An emotional and physical weakling would have fled, I told myself, so I shuffled through the blur to the bar, where I was greeted by a silver-haired gentleman bristling with a stripe of friendliness more usually reserved for the leprous thief. Yes, I was a thirsty stranger too close to closing time, who had neither the elbows for pool nor the eyebrows for darts...you know those special targeted brows...



But no matter. I got my pint of Barum Original above the yowling and through the haze I tried to analyse my amazing environment. Everything seemed somehow too luminous, too...yellow...orange...but worn in. This was unlike any public house I had ever visited.



I registered the pleasingly eccentric decor and the pleasingly indecorous eccentrics, some of whom were wobbling about on chairs, brow-furrowed with exertion. They were screaming sounds...words...song lyrics.



The song Livin' On A Prayer by 1980s permhead rockers Bon Jovi, was being screamed as, and acted out as, Standin' On A Chair. Not every night did this happen, I learned; that would be a bit much. But the singalong, a dead pleasure in most pubs, or a pleasure brutalised in to delusional carcrasheeokee, had not perished in the Reform.

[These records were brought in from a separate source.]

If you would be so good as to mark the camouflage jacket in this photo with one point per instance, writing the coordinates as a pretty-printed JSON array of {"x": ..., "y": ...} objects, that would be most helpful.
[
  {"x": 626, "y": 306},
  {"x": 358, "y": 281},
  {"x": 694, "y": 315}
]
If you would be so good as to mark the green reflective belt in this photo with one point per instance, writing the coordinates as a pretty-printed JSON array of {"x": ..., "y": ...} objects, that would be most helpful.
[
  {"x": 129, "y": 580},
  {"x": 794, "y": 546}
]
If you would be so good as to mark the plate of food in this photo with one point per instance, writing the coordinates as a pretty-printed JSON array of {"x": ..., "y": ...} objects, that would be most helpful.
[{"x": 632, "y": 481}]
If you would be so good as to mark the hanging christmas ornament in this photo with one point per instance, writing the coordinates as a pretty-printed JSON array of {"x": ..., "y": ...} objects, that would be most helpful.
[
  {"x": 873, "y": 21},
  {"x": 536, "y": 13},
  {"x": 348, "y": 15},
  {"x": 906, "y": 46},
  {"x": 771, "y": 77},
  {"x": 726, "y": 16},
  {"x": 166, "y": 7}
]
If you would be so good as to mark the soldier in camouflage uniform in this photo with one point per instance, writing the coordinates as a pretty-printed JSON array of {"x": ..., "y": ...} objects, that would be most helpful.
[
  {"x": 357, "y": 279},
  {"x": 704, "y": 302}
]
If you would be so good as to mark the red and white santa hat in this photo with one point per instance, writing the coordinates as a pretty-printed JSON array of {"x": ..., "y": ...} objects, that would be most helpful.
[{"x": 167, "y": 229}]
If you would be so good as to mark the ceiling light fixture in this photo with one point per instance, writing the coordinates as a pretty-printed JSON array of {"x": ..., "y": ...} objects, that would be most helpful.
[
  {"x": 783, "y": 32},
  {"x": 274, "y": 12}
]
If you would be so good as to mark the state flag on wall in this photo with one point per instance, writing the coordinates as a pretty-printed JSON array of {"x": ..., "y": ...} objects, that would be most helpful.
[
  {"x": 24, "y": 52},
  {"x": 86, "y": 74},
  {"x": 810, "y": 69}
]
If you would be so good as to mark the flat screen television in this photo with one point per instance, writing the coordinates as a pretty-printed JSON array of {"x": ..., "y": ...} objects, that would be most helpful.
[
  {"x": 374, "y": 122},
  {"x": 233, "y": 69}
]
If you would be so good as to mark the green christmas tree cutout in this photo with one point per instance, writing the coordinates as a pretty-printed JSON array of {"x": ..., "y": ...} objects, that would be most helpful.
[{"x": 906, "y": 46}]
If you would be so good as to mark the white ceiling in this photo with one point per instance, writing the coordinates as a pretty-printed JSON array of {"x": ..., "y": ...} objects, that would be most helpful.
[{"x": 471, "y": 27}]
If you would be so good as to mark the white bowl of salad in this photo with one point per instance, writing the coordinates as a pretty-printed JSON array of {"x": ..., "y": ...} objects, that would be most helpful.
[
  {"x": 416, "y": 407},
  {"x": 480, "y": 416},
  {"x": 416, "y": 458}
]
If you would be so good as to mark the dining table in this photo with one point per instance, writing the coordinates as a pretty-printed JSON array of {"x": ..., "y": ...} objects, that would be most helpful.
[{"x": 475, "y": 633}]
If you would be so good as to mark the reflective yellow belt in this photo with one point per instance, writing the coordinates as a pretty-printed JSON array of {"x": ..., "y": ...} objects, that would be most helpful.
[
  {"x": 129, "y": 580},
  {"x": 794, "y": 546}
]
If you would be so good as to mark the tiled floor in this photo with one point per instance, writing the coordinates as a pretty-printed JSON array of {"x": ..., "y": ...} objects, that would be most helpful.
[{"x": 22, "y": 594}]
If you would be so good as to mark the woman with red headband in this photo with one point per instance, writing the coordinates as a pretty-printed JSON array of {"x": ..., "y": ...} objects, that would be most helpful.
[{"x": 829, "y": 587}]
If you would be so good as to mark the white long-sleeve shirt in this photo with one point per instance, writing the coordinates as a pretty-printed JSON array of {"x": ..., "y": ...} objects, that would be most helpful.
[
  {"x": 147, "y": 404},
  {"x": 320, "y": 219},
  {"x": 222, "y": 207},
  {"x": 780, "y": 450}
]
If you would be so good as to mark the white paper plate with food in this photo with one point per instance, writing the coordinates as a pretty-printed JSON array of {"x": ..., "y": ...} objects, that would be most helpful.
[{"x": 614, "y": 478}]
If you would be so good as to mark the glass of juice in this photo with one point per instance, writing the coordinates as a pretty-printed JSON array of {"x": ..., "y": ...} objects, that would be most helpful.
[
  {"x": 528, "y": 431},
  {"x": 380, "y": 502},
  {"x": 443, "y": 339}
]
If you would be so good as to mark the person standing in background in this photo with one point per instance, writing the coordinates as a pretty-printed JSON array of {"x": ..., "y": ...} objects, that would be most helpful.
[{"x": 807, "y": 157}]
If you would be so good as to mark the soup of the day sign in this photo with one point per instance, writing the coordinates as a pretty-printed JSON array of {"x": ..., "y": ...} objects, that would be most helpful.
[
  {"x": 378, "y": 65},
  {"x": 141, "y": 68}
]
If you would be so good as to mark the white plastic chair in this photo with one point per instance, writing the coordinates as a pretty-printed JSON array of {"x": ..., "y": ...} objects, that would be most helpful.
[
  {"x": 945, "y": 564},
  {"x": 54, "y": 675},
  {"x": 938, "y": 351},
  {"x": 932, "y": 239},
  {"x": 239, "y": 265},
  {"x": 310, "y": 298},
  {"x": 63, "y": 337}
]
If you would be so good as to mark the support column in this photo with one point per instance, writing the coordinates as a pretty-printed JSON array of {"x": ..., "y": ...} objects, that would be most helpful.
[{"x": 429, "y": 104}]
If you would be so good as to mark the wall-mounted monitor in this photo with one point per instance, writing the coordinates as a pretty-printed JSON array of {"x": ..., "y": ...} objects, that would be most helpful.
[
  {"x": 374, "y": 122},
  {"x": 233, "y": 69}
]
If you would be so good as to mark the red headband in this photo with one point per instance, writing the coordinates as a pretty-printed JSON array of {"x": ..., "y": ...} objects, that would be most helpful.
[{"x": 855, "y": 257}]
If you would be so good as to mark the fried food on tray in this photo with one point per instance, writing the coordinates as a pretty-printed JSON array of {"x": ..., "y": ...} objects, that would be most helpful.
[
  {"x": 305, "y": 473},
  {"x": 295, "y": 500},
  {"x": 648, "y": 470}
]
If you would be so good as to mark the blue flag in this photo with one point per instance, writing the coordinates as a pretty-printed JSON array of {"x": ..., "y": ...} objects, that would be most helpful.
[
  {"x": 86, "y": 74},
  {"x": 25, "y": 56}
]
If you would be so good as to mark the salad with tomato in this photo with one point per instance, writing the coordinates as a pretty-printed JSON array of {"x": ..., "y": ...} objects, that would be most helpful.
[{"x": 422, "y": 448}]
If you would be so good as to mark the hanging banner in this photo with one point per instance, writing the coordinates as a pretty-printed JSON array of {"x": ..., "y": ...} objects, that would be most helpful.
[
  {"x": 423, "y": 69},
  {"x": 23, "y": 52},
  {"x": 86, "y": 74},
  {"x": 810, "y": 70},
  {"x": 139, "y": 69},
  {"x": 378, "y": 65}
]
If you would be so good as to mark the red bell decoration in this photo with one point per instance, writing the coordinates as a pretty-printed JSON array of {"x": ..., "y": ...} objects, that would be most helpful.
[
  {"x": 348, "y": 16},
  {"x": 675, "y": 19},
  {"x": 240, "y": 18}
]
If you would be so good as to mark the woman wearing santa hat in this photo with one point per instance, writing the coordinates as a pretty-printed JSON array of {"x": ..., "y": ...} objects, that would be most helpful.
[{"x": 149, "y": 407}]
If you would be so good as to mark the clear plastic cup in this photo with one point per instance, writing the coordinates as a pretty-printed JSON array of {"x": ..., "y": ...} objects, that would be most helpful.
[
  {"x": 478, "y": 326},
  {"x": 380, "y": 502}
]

Comfortable in my new tangerine/soft rock/real ale club for singing eccentrics, I drank my pint of Barum Original, which is made in a shed in a yard behind the pub. Original is superior home brew, perhaps not as light and sophisticated as some other Devon beers, but with an earthy personality and a certain puppyish moreishness. Some of my friends claim Barum is "rough as dogs", and I know what they mean, even if they are wrong. It is an acquired taste and I acquired it.



As I digested my first pint that evening, the evening dissolved in conversations. Three years after that first visit, and after 18 months away from North Devon, I went to the Reform and spent an hour talking to a man I had never met before. That doesn't happen everywhere.



The Reform is not a venue for cappucino, wi fi, student cocktails, designer lager, or brunch. But if you have a belly for beer, and a brain for conversation, the Reform is your man.






THE REFORM INN, PILTON STREET, BARNSTAPLE

ADAM'S ALE RATING: 4 out of 5

DRINK THIS BEER: BARUM ORIGINAL (4.4 %)






Wednesday 6 August 2008

Sea swimming and the brewing of a strange and ambitious investigation...


Between breast strokes and the sharp outcrops of Rockham Bay, I watched the sun light up the cliffs and tried to percolate the idea for this new blog about beer and pubs. What was my aim? And why do it all?


Well, for what it’s worth, this is the idea: to visit every pub in North Devon and write about what I find.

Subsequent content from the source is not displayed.